On mobile and can’t read the rest of the paper, the impact could be massive.
There are (at the time of posting this comment) no comments raising any substantive issue with the arxiv submission itself (which ofc has to go through the peer review process of publication, and hopefully the original authors will respond / rebut this new article) - so curious why its been flagged? It’s not dead, so cannot vouch for it.
If folks in the HN community who have flagged it have done so because there are serious issues with what the paper is asserting, please comment / critique instead of just flagging it. If it’s because of the ambiguity in the title, I hope @dang and the moderators editorialize - there are some valuable comments in this thread that helped me understand what the issue is and what the bug is!
Seaborn is a wrapper around matplotlib. It's popular because it removes a lot of the boilerplate from matplotlib and is pandas-aware
For example, you call the pairplot function with a dataframe, and you just get a matrix of correlation plots and histograms. Versus matplotlib where half the documentation/search results use imperative w/ global state and the other half is OOP, and all the extra subplots shenanigans you have to decipher to get something that looks good.
It's convenience, really. The people who use seaborn don't want to dive into matplotlib because the interface is kinda a mess with multiple incompatible ways to do things. It also documents what arguments mean instead of hiding most of them in **kwargs soup.
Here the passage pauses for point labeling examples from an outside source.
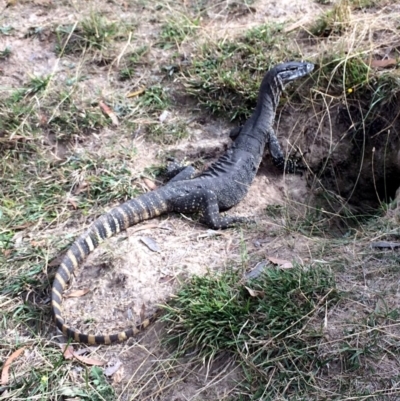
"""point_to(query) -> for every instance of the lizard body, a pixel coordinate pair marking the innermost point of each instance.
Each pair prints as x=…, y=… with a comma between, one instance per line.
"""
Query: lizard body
x=221, y=186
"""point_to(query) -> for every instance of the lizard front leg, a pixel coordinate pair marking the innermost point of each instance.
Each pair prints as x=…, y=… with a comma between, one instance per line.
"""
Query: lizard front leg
x=205, y=201
x=289, y=165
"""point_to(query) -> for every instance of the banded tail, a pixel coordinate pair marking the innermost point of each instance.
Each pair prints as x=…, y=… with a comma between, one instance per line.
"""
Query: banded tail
x=120, y=218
You get plots in 1 minute of seaborn that would otherwise take 10 minutes in matplotlib to write.
There should be a real incentive/compensation for reviewing properly and real consequences if a paper gets retracted for reasons that should have been caught in review.
In this case it's fortunate that it did get found out in the end.
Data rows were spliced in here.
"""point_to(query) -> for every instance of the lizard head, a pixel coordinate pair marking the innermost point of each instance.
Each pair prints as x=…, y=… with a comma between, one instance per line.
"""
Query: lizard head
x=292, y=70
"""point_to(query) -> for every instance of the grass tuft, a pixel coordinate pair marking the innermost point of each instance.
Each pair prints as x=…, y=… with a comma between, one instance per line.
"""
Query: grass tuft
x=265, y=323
* is the treatment of existing work semi-thorough (even experts don’t know everything) and fair?
* are the claims novel w.r.t the existing work? If not, provide a reference to someone who has already done it.
* can you understand the experiments?
* do the experiments and their results lead to the conclusions claimed as novel?
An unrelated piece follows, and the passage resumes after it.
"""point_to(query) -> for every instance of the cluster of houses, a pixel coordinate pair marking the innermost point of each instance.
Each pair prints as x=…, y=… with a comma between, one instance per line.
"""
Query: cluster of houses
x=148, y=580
* does the writing inhibit understanding of the technical content?
No peer review I have ever seen or done would catch anything but the most egregious bug of this nature.
I have definitely done that with benchmarks / profiles.
It’s probably even easier when the incentives encourage “the find”.
2nd. One of the ways we discover problems with data is by plotting. When the plot library has a bug that hides a problem, well shit.
3rd. They did check their own findings multiple ways. Mistakes happen. The biggest critics of scientific mistakes are often those that have never done science themselves. Its easy, and its a cheap play.
Like others, expecting a wildy different article...
So I thought the article would be about some ocean-faring insect or microbe that somehow affected scientists' mental acuity.
...nor does it have anything to do with tech companies hoarding cash by the trillions of dollars oversees instead of spending it on R&D, and even what R&D they internally produce they have no incentive to publish or productize, because virtually no new business will be more profitable than the monopoly business they already have...
Edit: Not mentioned in the abstract but it is in the main paper. Editorialised title.
> A bug in the seaborn 0.11.2 plotting software [3], used by Park et al. [1], silently drops the largest data points in the histograms.